Oculina patagonica
Information
The colonies are generally encrusting, thicker in the centre with a thin edge spreading over the substrate. However, the form of the colony varies with depth and other characteristics of the environment. Bleaching of O. patagonica may be seen at some sites, starting on the outer edges of the colony and spreading inwards.
It is an opportunistic species, able to thrive in various littoral habitats, encrusting on vertical and horizontal surfaces in natural pristine sites as well as in marinas, harbours and heavily polluted areas.
It is able to reproduce both sexually by broadcast spawning and asexually by budding new polyps from existing ones, resulting in crowded, genetically identical colonies. Its successful proliferation is also due to its early reproductive maturity and high growth rate.
Oculina patagonica resembles the native scleractian coral Cladocora caespitosa. The calcareous colonies of C. caespitosa are, however, globular, homogeneous and sometimes more than 50 cm in diameter.
Colonies of O. patagonica are more low-growing and encrusting and have connective tissue between the polyps that makes the shape of the skeleton readily apparent.
The origin of this species is uncertain. It is perhaps from South America: northern Argentina and southern Brazil. Previously unknown in the Mediterranean, specimens were tentatively identified as Oculina patagonica in 1908 and regarded as a species accidentally brought into the Mediterranean by shipping from the temperate south-western Atlantic.
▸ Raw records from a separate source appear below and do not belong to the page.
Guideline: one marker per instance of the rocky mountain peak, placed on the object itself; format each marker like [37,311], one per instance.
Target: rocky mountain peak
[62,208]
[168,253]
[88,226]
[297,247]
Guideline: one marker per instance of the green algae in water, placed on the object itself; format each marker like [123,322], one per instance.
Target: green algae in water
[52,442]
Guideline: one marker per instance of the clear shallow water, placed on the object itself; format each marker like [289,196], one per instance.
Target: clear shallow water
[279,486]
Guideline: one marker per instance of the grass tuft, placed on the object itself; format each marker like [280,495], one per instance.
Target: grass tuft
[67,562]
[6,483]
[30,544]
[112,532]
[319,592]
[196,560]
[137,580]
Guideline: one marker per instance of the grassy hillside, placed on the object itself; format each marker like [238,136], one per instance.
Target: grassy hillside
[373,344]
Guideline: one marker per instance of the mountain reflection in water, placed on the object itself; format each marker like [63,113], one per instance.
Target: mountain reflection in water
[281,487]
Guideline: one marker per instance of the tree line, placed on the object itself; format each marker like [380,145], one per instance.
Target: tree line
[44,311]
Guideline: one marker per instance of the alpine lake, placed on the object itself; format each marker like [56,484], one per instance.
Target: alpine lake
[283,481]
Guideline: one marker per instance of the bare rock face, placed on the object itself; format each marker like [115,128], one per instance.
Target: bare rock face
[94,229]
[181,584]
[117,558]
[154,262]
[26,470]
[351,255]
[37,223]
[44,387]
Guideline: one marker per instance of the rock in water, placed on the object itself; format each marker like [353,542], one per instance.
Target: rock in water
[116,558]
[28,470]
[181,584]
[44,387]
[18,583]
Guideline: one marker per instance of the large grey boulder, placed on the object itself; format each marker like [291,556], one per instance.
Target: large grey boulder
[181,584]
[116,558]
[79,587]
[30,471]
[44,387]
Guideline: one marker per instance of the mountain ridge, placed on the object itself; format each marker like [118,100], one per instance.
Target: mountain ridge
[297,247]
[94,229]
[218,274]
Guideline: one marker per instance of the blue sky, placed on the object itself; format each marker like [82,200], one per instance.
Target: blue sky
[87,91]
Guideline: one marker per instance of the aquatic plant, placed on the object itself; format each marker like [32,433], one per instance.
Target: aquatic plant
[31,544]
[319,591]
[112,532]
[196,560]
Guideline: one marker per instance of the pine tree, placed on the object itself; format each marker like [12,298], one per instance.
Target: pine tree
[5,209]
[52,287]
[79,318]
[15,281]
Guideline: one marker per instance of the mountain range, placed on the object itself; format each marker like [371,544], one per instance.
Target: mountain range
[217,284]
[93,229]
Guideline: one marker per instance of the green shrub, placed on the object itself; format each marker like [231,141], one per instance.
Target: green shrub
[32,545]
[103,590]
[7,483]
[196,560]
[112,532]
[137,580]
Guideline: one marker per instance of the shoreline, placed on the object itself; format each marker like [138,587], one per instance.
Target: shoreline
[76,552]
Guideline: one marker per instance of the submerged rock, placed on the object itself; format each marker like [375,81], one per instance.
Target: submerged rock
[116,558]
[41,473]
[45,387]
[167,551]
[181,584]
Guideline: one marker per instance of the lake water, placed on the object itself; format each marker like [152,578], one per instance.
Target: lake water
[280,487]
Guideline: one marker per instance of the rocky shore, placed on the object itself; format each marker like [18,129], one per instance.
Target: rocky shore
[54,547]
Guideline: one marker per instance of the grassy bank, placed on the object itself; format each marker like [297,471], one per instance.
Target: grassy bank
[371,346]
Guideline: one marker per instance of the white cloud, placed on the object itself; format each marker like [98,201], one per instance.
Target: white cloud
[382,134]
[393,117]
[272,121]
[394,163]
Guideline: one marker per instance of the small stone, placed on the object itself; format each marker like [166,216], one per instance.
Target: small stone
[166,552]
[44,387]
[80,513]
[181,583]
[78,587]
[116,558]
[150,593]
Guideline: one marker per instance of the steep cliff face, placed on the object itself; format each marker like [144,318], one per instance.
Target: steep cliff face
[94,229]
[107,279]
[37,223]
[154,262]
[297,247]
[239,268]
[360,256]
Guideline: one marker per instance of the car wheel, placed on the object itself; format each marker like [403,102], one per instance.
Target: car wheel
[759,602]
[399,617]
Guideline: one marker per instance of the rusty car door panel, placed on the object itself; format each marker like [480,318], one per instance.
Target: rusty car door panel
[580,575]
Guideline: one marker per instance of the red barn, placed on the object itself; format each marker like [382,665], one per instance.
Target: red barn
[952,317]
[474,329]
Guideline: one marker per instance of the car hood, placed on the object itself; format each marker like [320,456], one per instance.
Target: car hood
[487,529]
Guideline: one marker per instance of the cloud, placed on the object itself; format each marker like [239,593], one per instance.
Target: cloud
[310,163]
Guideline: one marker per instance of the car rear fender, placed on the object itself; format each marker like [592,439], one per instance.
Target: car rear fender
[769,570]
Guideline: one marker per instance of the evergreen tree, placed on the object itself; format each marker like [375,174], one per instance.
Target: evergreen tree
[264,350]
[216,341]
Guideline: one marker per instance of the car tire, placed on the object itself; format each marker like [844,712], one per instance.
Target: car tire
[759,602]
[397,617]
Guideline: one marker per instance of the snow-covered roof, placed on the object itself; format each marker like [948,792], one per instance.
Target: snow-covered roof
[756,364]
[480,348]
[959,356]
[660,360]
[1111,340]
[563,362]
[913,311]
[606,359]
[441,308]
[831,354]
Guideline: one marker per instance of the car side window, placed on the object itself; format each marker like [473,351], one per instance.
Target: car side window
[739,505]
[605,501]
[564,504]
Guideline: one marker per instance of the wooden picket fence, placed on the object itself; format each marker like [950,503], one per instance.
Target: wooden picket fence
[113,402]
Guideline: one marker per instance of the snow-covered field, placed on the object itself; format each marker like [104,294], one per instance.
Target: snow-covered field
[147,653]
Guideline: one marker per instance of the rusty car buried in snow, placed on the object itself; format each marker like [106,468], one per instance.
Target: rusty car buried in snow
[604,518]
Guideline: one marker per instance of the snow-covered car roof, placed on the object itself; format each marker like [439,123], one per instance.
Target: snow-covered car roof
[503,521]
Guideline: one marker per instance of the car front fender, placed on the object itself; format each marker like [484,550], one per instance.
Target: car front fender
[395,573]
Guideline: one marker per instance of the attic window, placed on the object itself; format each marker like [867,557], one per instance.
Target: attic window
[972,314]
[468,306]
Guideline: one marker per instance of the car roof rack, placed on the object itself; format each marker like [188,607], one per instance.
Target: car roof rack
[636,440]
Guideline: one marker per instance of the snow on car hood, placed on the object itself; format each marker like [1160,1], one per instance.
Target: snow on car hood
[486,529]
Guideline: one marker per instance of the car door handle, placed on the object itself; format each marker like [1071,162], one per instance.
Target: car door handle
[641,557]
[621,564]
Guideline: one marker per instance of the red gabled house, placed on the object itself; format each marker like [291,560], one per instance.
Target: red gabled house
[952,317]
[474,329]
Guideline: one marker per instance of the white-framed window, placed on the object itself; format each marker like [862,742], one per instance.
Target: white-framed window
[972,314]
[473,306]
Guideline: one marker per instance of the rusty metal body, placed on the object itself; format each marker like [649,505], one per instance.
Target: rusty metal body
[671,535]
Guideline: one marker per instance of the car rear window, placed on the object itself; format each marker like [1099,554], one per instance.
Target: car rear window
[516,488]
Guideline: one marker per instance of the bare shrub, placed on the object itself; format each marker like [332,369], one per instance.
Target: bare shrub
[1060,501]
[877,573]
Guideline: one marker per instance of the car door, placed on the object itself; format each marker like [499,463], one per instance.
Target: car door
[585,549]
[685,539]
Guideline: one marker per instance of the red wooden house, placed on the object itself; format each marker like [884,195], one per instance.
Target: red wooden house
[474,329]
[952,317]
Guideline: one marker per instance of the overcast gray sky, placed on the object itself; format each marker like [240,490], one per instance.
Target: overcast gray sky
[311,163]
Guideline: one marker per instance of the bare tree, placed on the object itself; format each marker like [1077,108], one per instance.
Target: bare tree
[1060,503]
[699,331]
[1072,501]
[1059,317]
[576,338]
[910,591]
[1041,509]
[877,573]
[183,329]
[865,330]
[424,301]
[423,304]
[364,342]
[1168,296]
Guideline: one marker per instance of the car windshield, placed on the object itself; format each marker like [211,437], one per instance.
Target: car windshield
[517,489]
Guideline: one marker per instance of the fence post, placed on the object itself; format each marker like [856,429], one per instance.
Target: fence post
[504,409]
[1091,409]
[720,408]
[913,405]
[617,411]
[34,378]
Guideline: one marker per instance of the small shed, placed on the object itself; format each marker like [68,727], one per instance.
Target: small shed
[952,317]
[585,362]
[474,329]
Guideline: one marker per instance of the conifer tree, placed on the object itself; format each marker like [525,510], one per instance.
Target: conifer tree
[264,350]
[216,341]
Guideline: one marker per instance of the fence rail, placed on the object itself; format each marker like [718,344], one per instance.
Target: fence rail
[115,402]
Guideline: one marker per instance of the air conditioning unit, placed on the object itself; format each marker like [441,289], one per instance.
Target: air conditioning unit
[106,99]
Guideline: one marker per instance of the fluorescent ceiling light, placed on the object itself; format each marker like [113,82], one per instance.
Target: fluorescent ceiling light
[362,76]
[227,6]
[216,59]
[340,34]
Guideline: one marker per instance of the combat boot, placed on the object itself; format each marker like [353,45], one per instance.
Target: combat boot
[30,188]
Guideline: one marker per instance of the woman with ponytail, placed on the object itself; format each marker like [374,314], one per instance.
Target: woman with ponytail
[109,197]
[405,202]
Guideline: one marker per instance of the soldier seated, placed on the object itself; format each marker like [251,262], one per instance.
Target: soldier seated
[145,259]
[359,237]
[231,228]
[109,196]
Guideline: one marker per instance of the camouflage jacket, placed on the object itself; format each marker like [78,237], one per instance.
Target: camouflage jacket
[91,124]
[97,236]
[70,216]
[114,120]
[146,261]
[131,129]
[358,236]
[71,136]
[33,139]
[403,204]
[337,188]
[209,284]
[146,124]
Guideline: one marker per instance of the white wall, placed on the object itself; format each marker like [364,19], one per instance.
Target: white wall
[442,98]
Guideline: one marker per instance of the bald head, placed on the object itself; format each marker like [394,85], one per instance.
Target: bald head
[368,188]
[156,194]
It has now been recorded in Italy, Spain, France, Turkey, Lebanon, Israel, Egypt, Tunisia and Algeria.
The increase of this opportunistic species may affect the stability of algal communities as the dominant trophic group on shallow rocky Mediterranean substrates. It overgrows calcareous structures such as serpulid worm tubes, vermetid shells and barnacles, and can completely eliminate algae and other soft-bodied attached organisms. It also out-competes the indigenous Cladocora caespitosa, which is overgrown when the two species come into contact.
Unknown.
Sartoretto S., et al., 2008. The alien coral Oculina patagonica De Angelis, 1908 (Cnidaria, Scleractinia) in Algeria and Tunisia. Aquatic Invasions Vol 3, Issue 2, 173-180.
Coma R., et al., 2011. Sea Urchins Predation Facilitates Coral Invasion in a Marine Reserve. PLoS ONE 6(7): e22017. doi:10.1371/journal.pone.0022017.
Fine M. , Zibrowius H., Loya Y., 2001. Oculina patagonica: a non-lessepsian scleractinian coral invading the Mediterranean Sea. Marine Biology 138, 1195-1203.